We have nothing of our own
except time, which even the homeless can experience.
Baltasar Gracián, The Art of
Worldly Wisdom
147
The time of production — commodified time — is an infinite
accumulation of equivalent intervals. It is irreversible
time made abstract, in which each segment need only demonstrate
by the clock its purely quantitative equality with all
the others. It has no reality apart from its exchangeability.
Under the social reign of commodified time, time
is everything, man is nothing; he is at most the carcass
of time (The Poverty of Philosophy). This
devalued time is the complete opposite of time as terrain
of human development.
148
This general time of human nondevelopment also has a
complementary aspect — a consumable form
of time based on the present mode of production and presenting
itself in everyday life as a pseudocyclical time.
149
This pseudocyclical time is in fact merely a consumable
disguise of the production systems commodified
time. It exhibits the latters essential traits:
homogenous exchangeable units and suppression of any qualitative
dimension.

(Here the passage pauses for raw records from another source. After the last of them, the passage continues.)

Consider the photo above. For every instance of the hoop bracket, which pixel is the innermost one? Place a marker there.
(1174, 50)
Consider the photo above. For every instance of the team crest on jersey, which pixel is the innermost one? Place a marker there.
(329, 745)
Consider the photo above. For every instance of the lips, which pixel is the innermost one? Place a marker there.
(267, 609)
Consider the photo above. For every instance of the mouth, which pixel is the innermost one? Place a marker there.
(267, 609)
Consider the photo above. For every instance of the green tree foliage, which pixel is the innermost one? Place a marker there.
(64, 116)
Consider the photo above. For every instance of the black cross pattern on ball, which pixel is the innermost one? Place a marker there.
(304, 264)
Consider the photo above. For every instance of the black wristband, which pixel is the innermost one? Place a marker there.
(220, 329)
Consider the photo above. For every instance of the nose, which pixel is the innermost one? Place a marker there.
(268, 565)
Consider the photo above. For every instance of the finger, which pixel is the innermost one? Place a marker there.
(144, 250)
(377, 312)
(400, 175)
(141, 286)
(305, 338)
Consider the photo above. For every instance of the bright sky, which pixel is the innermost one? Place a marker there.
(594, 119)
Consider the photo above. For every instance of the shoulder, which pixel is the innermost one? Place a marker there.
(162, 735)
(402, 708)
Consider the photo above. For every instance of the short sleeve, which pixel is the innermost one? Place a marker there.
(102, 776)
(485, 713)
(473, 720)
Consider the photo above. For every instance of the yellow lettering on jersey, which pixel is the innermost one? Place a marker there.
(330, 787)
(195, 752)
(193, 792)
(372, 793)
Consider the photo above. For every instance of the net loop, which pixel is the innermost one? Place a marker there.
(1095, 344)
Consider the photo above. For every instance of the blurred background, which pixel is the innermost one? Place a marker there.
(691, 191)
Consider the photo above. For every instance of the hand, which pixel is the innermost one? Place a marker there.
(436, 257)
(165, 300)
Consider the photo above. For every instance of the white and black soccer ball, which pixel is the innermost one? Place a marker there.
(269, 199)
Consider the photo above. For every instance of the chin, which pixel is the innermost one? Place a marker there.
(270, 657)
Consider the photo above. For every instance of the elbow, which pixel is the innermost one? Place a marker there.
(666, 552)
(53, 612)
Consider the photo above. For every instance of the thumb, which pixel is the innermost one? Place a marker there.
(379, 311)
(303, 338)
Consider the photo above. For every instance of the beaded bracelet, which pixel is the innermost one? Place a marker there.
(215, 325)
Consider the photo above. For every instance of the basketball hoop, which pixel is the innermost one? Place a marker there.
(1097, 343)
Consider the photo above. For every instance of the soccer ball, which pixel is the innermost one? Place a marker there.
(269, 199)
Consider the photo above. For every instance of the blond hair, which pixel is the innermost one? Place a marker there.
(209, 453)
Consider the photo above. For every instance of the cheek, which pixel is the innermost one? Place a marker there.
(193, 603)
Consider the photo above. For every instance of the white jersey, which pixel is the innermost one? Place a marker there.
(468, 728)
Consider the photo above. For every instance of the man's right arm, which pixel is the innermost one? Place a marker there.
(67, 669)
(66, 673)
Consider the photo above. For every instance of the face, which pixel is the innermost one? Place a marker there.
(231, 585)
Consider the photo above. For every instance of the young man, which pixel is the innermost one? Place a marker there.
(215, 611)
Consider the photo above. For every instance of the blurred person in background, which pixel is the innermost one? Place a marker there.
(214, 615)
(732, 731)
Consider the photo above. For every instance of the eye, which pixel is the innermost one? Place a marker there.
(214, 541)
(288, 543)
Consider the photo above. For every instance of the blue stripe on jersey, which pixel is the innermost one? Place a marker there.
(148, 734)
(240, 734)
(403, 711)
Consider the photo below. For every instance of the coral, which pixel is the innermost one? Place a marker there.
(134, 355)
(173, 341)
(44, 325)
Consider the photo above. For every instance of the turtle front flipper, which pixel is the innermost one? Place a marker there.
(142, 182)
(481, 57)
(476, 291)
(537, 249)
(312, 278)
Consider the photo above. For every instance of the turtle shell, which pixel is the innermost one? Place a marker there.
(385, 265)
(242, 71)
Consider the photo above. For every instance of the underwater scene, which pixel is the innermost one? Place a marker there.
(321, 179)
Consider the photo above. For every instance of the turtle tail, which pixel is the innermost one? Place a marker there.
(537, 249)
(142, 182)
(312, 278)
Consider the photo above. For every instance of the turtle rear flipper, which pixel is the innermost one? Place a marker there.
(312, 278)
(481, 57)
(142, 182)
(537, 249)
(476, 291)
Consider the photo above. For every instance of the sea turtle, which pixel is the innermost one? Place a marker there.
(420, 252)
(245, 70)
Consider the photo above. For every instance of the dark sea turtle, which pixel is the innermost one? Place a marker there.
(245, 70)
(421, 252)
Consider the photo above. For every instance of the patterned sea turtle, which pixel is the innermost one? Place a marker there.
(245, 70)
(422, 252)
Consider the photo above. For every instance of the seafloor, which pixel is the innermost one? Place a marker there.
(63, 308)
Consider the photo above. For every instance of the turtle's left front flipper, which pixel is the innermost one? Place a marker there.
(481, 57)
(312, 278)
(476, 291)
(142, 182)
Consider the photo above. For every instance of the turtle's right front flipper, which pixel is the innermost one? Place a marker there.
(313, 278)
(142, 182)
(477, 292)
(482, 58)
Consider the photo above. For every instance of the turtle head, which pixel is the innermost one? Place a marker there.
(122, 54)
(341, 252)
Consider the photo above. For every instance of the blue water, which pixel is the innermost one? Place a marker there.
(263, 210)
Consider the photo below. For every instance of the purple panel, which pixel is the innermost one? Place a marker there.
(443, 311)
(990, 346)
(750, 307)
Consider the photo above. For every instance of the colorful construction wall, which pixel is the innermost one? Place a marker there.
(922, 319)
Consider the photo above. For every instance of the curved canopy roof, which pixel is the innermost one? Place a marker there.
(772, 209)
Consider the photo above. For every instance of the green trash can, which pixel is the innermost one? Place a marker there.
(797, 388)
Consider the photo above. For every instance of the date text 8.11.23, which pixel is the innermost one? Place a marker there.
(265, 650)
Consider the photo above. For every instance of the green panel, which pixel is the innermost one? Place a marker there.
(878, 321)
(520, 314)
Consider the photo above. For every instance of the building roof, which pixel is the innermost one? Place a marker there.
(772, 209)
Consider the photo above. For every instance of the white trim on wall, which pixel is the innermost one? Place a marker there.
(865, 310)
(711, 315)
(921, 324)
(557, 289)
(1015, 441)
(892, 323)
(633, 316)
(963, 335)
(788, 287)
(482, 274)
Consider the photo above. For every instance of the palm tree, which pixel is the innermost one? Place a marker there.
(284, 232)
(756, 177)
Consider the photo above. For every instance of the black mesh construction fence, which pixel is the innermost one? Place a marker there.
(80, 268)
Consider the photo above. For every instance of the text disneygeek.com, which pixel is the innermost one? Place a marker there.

But as a by-product of commodified time whose
function is to promote and maintain the backwardness of
everyday life, it is loaded with pseudovalorizations and
manifests itself as a succession of pseudoindividualized
moments.
150
Pseudocyclical time is associated with the consumption
of modern economic survival — the augmented survival in
which everyday experience is cut off from decisionmaking
and subjected no longer to the natural order, but to the
pseudo-nature created by alienated labor. It is thus quite
natural that it echoes the old cyclical rhythm that governed
survival in preindustrial societies, incorporating the
natural vestiges of cyclical time while generating new
variants: day and night, work and weekend, periodic vacations.
151
Pseudocyclical time is a time that has been transformed
by industry. The time based on commodity production
is itself a consumable commodity, one that recombines
everything that the disintegration of the old unitary
societies had differentiated into private life, economic
life, and political life. The entire consumable time of
modern society ends up being treated as a raw material
for various new products put on the market as socially
controlled uses of time. A product that already
exists in a form suitable for consumption may nevertheless
serve as raw material for some other product (Capital).
152
In its most advanced sectors, concentrated capitalism
is increasingly tending to market fully equipped
blocks of time, each functioning as a unified commodity
combining a variety of other commodities. In the expanding
economy of services and leisure activities,
the payment for these blocks of time is equally unified:
everythings included, whether it is
a matter of spectacular living environments, touristic
pseudotravel, subscriptions to cultural consumption, or
even the sale of sociability itself in the form of exciting
conversations and meetings with celebrities.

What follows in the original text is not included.